To those who share it, the Christian faith is something akin to oxygen, to the air we breathe,. It outlines our values and makes pressing demands. By our faith, we gauge the shape of things in the world we live. It’s organic, alive, capable of acclimating to time and space, and yet principled enough to be an unshakeable foundation, all at once. It helps us determine how to live – and how not to. The Bible, Calvin said, was a pair of spectacles through which we see the world. So is the Christian faith itself.
Still, Christianity accepts immense varieties of human experience and all kinds of people, even when we don’t.
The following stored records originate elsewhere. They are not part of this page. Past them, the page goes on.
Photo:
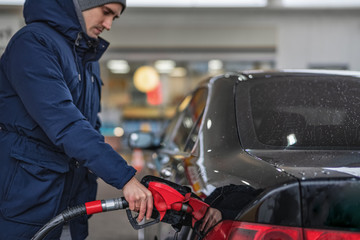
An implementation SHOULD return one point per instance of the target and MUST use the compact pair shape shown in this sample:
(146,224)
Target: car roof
(298,72)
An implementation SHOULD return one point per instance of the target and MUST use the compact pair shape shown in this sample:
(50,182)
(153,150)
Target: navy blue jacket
(51,150)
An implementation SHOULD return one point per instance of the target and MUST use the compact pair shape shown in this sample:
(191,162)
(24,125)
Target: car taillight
(233,230)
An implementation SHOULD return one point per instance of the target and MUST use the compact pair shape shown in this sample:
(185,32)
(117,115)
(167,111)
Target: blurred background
(160,49)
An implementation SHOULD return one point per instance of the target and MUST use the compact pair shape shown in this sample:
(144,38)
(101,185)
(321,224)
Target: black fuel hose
(80,210)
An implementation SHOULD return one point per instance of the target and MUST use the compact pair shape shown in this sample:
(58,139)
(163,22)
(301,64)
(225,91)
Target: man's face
(100,18)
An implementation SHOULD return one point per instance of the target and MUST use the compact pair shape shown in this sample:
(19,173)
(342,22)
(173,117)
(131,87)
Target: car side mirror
(142,140)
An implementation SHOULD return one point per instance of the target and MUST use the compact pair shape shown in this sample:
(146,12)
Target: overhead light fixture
(12,2)
(198,3)
(215,65)
(320,3)
(118,66)
(165,66)
(146,79)
(178,72)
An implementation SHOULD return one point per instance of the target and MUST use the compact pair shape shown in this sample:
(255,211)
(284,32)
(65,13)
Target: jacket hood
(62,15)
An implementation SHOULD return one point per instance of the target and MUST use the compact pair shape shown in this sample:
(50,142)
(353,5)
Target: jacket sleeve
(35,73)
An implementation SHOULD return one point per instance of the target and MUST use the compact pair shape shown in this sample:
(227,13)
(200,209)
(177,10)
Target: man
(51,150)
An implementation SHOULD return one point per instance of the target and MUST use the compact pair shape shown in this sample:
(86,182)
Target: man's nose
(107,23)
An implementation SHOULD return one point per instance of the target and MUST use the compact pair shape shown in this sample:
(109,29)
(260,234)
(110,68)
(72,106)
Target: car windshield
(304,112)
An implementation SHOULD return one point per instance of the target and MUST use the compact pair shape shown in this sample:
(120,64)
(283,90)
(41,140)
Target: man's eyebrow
(111,12)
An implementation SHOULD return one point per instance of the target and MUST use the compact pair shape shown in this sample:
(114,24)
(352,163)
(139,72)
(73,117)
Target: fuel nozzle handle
(80,210)
(106,205)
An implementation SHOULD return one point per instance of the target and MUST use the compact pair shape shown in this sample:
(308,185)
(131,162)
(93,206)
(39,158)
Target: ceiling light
(215,65)
(198,3)
(12,2)
(118,66)
(178,72)
(320,3)
(164,66)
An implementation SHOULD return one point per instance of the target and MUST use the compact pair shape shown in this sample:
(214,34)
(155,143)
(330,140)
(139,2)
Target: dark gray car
(277,153)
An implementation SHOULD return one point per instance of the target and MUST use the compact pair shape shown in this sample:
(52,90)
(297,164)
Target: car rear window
(307,112)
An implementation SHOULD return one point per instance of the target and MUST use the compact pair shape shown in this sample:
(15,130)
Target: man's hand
(212,217)
(139,198)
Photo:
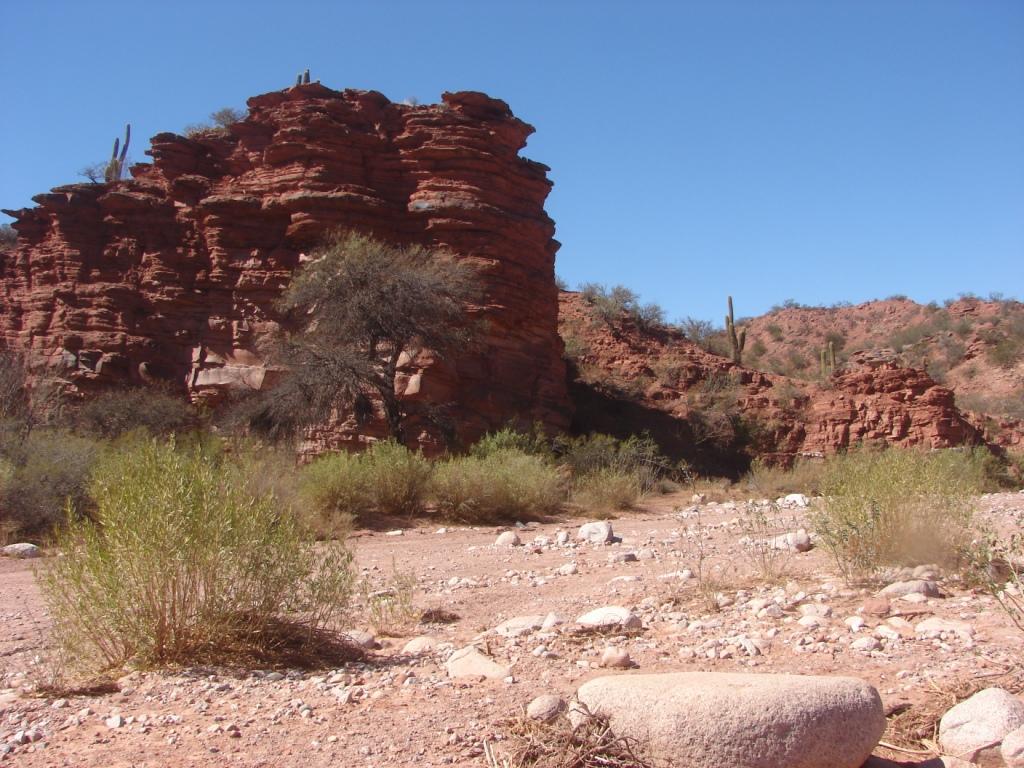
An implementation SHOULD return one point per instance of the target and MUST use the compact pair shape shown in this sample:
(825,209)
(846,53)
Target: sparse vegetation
(898,507)
(47,476)
(697,331)
(8,236)
(762,525)
(178,564)
(355,309)
(218,122)
(114,413)
(503,485)
(610,304)
(606,491)
(772,481)
(385,481)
Christian believers are different after all – multi-colored, multi-cultural, multi-ethnic, even multi-valued. I have friends and family, believers all, such died-in-the-wool political conservatives that we can’t really talk about much; but then I have other friends and family, believers all, who roll their eyes at the right-hand tilt of any political argument. Sometimes Christians are enemies – historically, deplorably, quite often in fact.
I have an odd personal history in the American melting pot of American religion. I am – or have been – the child of a single religious tradition, an ethnic denomination that may or may not be on its way to extinction, as are all such ethnic fellowships in the cultural mix we Americans so proudly claim. I am a member of the Christian Reformed Church in North America, have been since birth, as have been, since immigration, many ancestors on both sides of my family. But take it from me, no two of us are exactly alike, despite our experience and doctrinal character.
It’s helpful to remember that way back when, each of the disciples had his own particular view of who Jesus was and is. Differences exist – and I think they always will.
All that being said, it was a great blessing for me to sing all four verses of the prayer of St. Francis that night not so long ago—me and a grieving family singing words precious to a Albanian street saint and a strange priest who preached the gospel to birds, every last one of us in need of grace.
________________________________
In an act of shameless self-promotion, I just thought I’d mention that a bit longer version of this post is the Preface to Reading Mother Teresa, a series of meditations I’ve written on the life one of the 20th century’s most recognizable believers. That book will soon be released by Dordt College Press just in time, and just as shamelessly, for Christmas.
I definitely want a copy of that book! St. Francis and Mother Teresa are two saints to me, too!
Why we go to church.
A beautiful piece, Jim, and I for one am happy to read the shameless plug for your book. Good for you! Sounds like a great Christmas gift.
This is so beautiful. Thank you. I didn’t check who wrote it before I started reading. I had to stop halfway through, thinking to myself, “Who wrote this moving post?” I checked. I should have recognized the voice. You have spoken my heart here. Happy to hear about the new book.
This is a wonderful post; helps to remind us all to be aware of people around us and their needs. And helps us remember that the body of Christians is so much bigger than we may have thought when we were children.